Israeli researchers from Rafael Pharmaceuticals launched a phase III clinical trial on Thursday for pancreatic cancer at eight sites throughout Israel, which the company sees as a breakthrough for the drug that they are developing.
Rafael Pharmaceuticals is a leader in the growing field of cancer metabolism-based therapeutics. Supplementarily, their approach to helping expedite the process of extinguishing pancreatic cancer from patients is to starve the cancer cells to death with the help of other existing medical solutions.
Meanwhile, the concept of starving cancer cells has been a long tried approach to attack the problem from the root—starve them enough to prevent them from dividing and cause eventual cell death. However, previous attempts have continuously failed to show much promise that proves it to become an effective track to follow.

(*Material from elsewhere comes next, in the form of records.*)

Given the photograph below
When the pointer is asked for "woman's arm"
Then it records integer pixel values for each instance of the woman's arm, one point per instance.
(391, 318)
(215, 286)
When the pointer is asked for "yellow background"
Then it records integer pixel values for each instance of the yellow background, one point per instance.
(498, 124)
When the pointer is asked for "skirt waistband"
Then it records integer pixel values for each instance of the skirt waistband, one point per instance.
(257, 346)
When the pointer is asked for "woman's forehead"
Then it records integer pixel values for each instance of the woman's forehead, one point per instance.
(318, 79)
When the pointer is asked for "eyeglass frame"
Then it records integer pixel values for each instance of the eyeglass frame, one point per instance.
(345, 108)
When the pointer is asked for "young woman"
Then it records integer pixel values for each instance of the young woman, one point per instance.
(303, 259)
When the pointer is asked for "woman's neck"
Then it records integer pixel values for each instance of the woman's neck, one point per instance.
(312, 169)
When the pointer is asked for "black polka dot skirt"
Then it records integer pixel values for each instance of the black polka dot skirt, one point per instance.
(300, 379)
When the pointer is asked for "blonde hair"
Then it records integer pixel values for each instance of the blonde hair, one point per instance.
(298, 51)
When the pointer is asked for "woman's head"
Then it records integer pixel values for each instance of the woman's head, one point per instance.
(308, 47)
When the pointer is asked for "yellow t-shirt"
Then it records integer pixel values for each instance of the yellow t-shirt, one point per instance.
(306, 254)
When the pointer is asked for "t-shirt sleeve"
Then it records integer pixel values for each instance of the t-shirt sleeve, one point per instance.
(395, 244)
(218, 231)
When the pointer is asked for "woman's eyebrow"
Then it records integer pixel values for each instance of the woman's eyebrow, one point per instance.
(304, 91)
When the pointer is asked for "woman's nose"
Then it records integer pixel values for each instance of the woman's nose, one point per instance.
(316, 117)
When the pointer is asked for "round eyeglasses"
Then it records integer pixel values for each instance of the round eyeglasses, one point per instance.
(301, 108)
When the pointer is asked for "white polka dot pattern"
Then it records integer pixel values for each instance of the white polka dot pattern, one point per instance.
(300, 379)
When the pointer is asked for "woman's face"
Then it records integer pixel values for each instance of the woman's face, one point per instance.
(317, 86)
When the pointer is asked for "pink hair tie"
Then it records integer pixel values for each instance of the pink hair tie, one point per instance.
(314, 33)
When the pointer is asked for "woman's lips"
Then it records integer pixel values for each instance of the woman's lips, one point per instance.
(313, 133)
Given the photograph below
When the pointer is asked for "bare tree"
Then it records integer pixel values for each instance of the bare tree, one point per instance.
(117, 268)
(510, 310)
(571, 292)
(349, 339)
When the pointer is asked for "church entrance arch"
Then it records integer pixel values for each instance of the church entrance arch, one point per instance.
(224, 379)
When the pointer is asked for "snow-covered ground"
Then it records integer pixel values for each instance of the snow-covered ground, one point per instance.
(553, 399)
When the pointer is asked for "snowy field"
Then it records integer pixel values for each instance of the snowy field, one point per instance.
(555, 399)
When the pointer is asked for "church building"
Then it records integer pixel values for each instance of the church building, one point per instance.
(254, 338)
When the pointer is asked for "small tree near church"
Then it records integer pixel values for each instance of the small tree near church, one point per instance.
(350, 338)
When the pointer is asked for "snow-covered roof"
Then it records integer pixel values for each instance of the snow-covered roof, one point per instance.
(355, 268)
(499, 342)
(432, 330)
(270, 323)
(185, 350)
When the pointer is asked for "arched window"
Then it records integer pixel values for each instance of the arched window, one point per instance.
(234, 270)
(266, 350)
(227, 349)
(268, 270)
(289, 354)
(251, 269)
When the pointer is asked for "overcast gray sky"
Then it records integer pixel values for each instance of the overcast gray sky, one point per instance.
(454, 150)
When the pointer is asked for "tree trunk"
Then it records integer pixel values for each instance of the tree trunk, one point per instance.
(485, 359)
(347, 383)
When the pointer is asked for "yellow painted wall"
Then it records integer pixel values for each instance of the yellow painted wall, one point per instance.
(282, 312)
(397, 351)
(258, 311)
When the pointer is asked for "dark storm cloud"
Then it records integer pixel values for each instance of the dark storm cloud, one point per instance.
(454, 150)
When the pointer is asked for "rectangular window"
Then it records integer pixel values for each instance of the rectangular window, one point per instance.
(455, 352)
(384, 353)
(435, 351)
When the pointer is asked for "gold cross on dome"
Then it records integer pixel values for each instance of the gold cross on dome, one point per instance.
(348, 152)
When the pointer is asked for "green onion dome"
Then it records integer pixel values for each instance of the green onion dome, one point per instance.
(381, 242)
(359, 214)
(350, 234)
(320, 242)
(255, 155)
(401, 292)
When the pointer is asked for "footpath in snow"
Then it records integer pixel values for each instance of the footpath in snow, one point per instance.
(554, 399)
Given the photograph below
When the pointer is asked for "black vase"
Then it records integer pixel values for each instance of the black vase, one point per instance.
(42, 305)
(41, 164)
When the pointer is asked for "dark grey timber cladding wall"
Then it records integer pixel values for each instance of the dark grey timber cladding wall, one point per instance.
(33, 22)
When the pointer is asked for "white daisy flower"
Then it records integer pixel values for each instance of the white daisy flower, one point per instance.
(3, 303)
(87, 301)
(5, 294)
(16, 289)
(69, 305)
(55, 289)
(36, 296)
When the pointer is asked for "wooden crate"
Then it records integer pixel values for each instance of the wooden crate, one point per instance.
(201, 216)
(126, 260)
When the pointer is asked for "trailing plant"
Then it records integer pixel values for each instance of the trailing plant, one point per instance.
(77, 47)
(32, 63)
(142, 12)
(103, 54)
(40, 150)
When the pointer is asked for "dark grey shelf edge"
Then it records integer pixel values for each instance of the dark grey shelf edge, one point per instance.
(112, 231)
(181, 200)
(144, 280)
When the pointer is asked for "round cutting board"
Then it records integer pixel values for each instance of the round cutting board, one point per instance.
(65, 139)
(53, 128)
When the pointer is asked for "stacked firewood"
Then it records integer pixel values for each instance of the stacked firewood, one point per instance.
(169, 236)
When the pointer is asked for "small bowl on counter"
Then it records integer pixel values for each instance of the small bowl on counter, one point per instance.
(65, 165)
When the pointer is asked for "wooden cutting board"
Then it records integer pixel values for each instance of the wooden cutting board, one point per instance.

As an effort, Rafael Pharmaceuticals is looking at a drug called CPI-613, which activates two key tricarboxylic acids (TCA) cycle enzymes called Pyruvate dehydrogenase and alpha-Ketoglutaric dehydrogenase. Particularly, these TCA cycle enzymes are responsible for signaling cells to release stored energy.
Basically, CPI-613 mimics the processes of chemical reactions performed by the two mentioned above TCA cycle enzymes. But specific to the drug, it “feeds misinformation to these regulatory elements, making them feel that there is too much carbon flow” and signal cancer cells to release stored energy. Essentially, the cells eventually die or weakened as a result.
Tim Pardee, Rafael’s Chief Medical Officer, also noted that the drug also offers many benefits: “[CPI-613] simultaneously inhibits both complexes so tumor cells that are primarily driven by glucose cannot utilize glucose in the TCA cycle. Tumor cells that are primarily driven by glutamine usage cannot use glutamine-derived carbons in the TCA cycle. And, importantly, tumors cannot switch from one source to the other in the presence of CPI-613.”
In other words, one benefit with their drug is that cancer cells cannot utilize their primary source of energy, such as glucose, to grow and replicate because CPI-613 feeds them information that there is already an abundance of which. While the second benefit is that for the cells to develop resistance to the drug is unlikely, and the third, the drug is highly selective; thus, it will hardly cause significant damage to healthy cells.
Pardee adds that CPI-613 combined with other existing treatments such as chemotherapy can effectively expedite the process of curing pancreatic cancer, at least that is what their clinical trial is trying to prove.
As of the moment, the researchers are looking to perform phase III on a group that they are calling the AVENGER 500, where the first 250 people diagnosed with late-stage pancreatic cancer will be administered CPI-613 with a chemotherapy combination of fluorouracil, leucovorin, irinotecan, and oxaliplatin, called FOLFIRINOX. Meanwhile, the next 250 will only receive chemotherapy treatment.
If the theory serves right, the pharmaceutical company will yield positive results by September 2020, and the company will be able to apply and receive expedited approval by the FDA. If not, he said that the earliest the drug would be on the market from this trial would be October 2021.
The trial kicked off at eight hospitals throughout the country, including Hillel Yaffe Medical Center, Yitzhak Shamir Medical Center, Soroka Medical Center, Sheba Medical Center, Rambam Health Care Campus, Laniado Hospital, Tel Aviv Sourasky Medical Center and Shaare Zedek Medical Center.
In particular with pancreatic cancer, it is the 12th most common cancer worldwide, with 458,918 new cases in 2018 alone. It is the fourth leading cause of cancer death and accounts for 7% of all cancer deaths, according to Cancer.Net.
Furthermore, the problematic thing about pancreatic cancer is that it is hard to detect early on, so researchers are hell-bent into finding solutions for the disease when it is already in its late stages, or it is already too late to administer early-on medical treatments.
Thus, the five-year survival rate for people with pancreatic cancer is 9%. For the 52% of people who are diagnosed after cancer has spread, the 5-year survival rate is 3%, Cancer.Net says.
“Every day, more than 1,200 people around the world receive a pancreatic cancer diagnosis, and our trial brings hope as the only Phase 3 clinical trial in metastatic pancreatic cancer,” said Sanjeev Luther, President and Chief Executive Officer of Rafael Pharmaceuticals. “The expansion of our trial into Israel is the first step in bringing our commitment to developing treatments for patients with significant unmet medical needs to a global level.”